LPWAN Low Power Wide Area Network

1. Introduction

LPWAN provides long-distance communication for rural and urban areas to support IIoT devices considered by a 10-year provision time to acclimate IIoT applications with higher extensibility and availability of intelligent monitoring infrastructure for a small portion of data exchanges. LoRa is favorable to use with smart sensing applications working on the IIoT non-authored spectrum [1]. NBIoT is suitable for supporting agriculture and environmental data collection and observations; industrial data tracking and monitoring; inventory tracking; smart billing; and smart buildings, smart metering, and smart cities. Machine-to-machine (M2M) communication uses the Bluetooth Low Energy (BLE) technique for data communication; the other IIoT applications used in healthcare, smart agriculture, intelligent home, smart vehicles, smart city, smart gadgets, and industries use the cognitive LPWAN, LoRA, Sigfox[2][3][4][5][6][7]. Figure 1 shows the various sectors of IIoT applications. There is a need to mix most LPWAN technologies in heterogeneous IIoT applications to provide more efficient and convenient intelligent services. In heterogeneous IIoT applications, there is a need to mix most LPWAN technologies to provide more efficient and convenient intelligent services. This will be deployed by cognitive LPWAN[8].

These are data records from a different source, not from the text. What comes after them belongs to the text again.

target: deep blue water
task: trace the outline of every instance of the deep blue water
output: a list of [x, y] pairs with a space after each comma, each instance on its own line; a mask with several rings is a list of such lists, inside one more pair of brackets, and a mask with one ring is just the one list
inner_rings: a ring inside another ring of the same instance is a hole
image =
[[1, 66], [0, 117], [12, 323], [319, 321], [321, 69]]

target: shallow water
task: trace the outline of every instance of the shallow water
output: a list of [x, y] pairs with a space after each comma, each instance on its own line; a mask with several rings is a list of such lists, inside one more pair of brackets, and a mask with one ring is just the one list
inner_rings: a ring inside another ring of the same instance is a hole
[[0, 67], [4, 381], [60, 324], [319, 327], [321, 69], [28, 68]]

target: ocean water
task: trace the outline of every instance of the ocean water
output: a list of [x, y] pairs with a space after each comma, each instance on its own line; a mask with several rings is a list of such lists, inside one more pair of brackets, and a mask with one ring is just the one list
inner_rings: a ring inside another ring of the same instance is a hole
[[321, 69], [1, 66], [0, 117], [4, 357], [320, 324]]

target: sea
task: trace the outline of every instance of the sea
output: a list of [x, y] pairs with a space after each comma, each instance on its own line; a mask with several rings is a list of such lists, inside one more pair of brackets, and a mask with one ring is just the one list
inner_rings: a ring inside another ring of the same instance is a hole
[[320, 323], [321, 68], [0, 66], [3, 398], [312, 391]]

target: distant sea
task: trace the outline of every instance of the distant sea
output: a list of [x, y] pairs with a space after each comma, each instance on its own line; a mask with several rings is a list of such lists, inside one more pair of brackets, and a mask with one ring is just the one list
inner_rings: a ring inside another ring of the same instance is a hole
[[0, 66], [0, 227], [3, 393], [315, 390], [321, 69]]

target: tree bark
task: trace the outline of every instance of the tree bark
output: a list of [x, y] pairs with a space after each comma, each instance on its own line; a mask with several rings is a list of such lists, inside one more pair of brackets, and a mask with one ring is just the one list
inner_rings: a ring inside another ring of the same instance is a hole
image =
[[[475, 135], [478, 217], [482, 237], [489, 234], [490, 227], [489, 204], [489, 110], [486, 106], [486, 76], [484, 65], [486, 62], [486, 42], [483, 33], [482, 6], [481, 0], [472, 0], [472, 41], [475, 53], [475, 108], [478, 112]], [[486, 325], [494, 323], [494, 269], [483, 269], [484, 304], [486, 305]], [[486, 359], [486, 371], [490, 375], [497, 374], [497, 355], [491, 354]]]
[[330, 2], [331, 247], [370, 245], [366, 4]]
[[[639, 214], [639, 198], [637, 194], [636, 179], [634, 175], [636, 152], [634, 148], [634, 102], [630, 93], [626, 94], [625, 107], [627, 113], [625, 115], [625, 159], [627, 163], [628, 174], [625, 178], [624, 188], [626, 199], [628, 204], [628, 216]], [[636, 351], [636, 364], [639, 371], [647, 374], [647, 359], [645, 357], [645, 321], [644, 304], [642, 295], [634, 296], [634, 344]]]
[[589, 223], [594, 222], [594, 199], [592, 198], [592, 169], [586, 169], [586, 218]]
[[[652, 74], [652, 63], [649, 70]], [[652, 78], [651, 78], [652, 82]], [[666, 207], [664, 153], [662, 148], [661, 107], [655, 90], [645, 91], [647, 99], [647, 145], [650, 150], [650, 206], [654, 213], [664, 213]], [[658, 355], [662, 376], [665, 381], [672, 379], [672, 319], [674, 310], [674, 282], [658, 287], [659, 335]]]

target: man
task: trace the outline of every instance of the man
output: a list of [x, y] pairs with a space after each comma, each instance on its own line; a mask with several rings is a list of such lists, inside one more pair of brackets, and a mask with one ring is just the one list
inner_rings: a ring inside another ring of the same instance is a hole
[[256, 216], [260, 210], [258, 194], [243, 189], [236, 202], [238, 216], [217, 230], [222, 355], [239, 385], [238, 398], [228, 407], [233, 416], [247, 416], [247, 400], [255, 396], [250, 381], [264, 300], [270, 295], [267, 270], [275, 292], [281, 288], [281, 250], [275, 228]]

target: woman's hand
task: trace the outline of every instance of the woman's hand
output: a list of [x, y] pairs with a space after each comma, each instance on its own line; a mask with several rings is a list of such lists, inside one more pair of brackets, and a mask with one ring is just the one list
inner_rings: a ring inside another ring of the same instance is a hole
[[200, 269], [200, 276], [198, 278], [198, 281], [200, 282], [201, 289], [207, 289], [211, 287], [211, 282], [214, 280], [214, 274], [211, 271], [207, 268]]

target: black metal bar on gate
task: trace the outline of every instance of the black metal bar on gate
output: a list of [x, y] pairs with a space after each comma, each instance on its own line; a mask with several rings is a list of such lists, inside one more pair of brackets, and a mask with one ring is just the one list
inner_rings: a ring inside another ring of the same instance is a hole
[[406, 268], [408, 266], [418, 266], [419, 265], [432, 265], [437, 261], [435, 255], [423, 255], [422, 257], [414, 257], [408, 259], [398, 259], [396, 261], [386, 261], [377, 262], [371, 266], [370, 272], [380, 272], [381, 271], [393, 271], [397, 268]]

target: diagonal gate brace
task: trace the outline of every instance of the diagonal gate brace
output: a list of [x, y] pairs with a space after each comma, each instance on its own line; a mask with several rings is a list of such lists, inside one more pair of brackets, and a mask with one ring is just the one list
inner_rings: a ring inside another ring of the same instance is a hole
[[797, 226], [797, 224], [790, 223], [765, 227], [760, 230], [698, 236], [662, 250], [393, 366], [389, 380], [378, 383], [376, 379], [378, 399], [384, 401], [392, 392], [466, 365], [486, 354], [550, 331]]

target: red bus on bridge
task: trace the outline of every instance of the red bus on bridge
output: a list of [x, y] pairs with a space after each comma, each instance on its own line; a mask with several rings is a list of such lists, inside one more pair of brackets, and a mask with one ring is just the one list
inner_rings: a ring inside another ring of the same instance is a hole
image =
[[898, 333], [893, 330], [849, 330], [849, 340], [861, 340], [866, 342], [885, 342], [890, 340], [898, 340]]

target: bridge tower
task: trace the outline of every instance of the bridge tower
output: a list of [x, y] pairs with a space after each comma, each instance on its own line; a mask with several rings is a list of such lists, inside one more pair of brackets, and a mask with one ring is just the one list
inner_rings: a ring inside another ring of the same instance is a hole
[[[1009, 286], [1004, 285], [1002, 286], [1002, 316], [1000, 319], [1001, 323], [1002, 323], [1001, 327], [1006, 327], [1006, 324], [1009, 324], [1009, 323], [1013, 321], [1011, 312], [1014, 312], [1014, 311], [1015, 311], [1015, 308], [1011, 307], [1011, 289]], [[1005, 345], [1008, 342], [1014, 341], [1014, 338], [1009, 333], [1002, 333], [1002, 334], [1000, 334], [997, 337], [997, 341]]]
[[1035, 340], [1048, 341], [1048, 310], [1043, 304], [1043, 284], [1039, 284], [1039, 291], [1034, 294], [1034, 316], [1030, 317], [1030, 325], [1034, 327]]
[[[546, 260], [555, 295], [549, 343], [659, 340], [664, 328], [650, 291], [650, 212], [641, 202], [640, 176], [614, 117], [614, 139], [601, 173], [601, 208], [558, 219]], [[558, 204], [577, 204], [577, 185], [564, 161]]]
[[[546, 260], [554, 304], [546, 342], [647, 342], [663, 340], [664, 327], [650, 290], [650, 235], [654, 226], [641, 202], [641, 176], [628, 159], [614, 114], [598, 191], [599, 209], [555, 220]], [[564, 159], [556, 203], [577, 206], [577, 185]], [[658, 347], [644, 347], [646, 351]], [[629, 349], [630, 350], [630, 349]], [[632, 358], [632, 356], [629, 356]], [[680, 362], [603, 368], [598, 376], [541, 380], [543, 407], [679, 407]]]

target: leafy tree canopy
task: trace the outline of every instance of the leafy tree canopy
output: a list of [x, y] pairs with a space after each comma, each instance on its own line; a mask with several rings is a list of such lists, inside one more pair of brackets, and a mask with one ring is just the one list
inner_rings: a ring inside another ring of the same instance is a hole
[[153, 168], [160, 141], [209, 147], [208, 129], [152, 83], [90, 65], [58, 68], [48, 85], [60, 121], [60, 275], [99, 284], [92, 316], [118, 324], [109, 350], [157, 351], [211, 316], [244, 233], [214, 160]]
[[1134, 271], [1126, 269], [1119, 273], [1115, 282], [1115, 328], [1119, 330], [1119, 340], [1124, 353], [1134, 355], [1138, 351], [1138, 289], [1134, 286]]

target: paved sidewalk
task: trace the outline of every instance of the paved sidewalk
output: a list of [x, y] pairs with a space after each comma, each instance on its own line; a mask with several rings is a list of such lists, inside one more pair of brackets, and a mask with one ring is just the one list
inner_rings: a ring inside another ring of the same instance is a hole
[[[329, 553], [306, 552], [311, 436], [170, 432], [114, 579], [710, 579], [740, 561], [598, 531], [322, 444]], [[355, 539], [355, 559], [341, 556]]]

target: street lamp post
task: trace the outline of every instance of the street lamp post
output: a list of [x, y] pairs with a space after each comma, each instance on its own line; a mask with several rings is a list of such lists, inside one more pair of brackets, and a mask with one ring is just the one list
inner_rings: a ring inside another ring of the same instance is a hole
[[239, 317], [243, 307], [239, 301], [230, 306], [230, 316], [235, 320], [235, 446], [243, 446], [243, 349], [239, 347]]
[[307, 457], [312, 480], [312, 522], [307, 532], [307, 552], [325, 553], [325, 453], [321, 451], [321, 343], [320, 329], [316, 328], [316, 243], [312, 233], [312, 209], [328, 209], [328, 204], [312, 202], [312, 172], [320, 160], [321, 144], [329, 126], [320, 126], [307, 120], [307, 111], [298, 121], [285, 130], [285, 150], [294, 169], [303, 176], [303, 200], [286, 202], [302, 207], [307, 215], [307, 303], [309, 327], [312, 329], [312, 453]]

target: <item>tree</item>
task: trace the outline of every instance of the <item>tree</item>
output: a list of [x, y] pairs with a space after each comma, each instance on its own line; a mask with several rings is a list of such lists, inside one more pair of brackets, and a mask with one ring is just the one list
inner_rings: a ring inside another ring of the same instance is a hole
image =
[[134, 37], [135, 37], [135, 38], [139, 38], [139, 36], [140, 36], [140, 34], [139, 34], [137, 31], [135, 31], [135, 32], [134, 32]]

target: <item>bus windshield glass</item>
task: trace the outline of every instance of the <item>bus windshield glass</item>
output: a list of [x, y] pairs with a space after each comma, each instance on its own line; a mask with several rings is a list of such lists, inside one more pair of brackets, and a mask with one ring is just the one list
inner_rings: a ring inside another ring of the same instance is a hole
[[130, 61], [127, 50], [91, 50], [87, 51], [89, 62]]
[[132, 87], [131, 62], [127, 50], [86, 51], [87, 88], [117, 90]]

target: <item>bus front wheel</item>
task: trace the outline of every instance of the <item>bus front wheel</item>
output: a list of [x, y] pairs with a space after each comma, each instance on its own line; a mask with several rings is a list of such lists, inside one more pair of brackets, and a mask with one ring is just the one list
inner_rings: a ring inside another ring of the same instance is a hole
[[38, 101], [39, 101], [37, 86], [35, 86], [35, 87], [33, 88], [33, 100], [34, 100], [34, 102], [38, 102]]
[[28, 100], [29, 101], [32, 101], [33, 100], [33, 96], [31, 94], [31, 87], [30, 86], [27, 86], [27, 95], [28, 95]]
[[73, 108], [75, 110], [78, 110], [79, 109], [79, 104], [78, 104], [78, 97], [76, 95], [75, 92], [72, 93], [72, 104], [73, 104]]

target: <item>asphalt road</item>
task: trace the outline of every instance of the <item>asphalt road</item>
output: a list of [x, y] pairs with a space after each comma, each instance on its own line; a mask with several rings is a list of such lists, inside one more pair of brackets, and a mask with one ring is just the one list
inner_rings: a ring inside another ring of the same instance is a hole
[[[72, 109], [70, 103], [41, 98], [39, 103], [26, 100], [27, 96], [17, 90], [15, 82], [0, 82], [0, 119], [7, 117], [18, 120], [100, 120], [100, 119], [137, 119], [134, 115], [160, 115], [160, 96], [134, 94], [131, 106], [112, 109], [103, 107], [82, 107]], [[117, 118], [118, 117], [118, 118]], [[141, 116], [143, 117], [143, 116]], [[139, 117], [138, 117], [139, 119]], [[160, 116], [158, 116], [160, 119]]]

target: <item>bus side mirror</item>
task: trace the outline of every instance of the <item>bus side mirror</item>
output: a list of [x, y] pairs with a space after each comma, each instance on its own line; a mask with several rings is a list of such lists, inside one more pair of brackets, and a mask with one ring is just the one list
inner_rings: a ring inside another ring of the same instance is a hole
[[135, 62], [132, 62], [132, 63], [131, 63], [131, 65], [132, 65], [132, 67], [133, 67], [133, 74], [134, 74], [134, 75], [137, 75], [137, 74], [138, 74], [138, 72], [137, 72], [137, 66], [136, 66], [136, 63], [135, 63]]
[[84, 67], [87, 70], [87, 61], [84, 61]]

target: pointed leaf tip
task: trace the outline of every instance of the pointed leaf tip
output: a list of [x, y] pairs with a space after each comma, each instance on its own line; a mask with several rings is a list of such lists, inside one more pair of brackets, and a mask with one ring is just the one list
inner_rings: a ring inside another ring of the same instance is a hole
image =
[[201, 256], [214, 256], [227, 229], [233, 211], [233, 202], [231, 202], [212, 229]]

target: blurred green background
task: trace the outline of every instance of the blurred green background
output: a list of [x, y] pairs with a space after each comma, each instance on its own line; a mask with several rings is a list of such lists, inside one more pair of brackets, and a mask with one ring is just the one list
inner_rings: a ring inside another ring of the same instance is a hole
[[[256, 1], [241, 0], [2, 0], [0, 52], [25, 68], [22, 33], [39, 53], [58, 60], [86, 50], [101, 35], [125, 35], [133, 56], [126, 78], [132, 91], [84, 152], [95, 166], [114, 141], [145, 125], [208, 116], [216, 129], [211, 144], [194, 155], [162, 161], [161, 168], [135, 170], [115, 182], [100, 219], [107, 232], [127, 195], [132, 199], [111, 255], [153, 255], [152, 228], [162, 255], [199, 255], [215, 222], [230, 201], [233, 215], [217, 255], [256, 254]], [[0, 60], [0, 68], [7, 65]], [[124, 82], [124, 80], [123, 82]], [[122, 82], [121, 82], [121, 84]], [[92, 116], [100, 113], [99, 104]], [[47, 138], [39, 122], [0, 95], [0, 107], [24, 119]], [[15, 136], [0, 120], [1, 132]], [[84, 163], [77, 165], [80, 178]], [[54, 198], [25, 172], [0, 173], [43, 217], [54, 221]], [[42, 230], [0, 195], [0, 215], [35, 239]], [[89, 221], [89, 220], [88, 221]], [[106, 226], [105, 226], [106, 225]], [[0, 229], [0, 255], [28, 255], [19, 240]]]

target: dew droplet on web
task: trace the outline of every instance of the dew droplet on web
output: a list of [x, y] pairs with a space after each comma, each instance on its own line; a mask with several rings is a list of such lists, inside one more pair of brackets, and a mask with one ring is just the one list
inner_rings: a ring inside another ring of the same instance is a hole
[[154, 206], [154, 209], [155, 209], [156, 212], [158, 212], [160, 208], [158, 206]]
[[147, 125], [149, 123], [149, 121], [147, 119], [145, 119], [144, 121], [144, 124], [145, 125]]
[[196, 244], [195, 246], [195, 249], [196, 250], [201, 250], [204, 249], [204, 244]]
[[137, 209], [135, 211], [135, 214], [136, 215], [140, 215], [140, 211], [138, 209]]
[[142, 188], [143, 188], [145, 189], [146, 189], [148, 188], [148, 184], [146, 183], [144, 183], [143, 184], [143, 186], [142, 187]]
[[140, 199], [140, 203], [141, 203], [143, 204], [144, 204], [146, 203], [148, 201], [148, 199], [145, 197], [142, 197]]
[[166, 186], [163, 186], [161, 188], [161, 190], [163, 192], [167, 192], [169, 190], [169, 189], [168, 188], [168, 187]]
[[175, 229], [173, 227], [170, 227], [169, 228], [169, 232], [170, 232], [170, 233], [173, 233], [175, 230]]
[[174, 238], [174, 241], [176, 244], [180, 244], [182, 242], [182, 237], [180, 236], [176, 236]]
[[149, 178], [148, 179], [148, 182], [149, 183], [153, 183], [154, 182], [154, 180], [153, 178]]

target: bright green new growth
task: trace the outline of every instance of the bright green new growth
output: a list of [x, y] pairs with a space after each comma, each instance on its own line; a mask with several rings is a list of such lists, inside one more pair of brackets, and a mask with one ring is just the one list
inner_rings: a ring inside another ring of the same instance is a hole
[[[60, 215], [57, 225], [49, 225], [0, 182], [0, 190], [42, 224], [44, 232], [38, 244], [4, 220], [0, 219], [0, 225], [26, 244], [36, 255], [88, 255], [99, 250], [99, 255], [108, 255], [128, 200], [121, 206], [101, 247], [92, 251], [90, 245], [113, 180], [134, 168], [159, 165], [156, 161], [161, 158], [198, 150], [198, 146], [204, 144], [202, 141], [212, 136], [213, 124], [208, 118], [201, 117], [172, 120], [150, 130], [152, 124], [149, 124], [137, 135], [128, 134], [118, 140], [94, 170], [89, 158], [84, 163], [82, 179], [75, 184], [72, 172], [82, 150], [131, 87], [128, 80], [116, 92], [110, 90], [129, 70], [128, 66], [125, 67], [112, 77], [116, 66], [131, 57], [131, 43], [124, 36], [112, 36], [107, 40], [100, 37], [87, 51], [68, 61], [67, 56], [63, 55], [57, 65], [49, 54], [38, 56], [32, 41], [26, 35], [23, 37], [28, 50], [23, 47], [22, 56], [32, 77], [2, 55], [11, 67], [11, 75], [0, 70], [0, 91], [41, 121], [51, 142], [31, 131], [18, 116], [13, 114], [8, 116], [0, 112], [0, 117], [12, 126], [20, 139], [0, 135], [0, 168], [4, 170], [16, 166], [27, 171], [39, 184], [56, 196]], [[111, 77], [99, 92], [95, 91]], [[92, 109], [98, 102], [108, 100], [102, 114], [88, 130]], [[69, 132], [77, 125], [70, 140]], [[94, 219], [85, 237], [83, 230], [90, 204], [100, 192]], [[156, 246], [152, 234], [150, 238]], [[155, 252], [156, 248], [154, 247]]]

Figure 1. Various sectors of IIoT applications.

Cognitive LPWAN will provide promising IIoT systems strategies and improve spectrum usage to increase network performance. The use of cognitive radio will help overcome the limitations due to several IIoT infrastructure things. Cognitive devices in LPWAN can work collaboratively more than available spectrum allocations. The LPWANs can share channels and events because of the extra traffic packets within the specific event area, thereby striving to block the channel concurrently [9][10][11][9,10,11]. The most sophisticated Industrial Internet of Things (IIoT), based on applications for smart cities, industries, metering, and home architectures, are required to transmit data over long distances, consume low energy, and to be cheaper and highly scalable[12][13][14]. However, the design mechanism requires maintaining the existing cellular communication technologies.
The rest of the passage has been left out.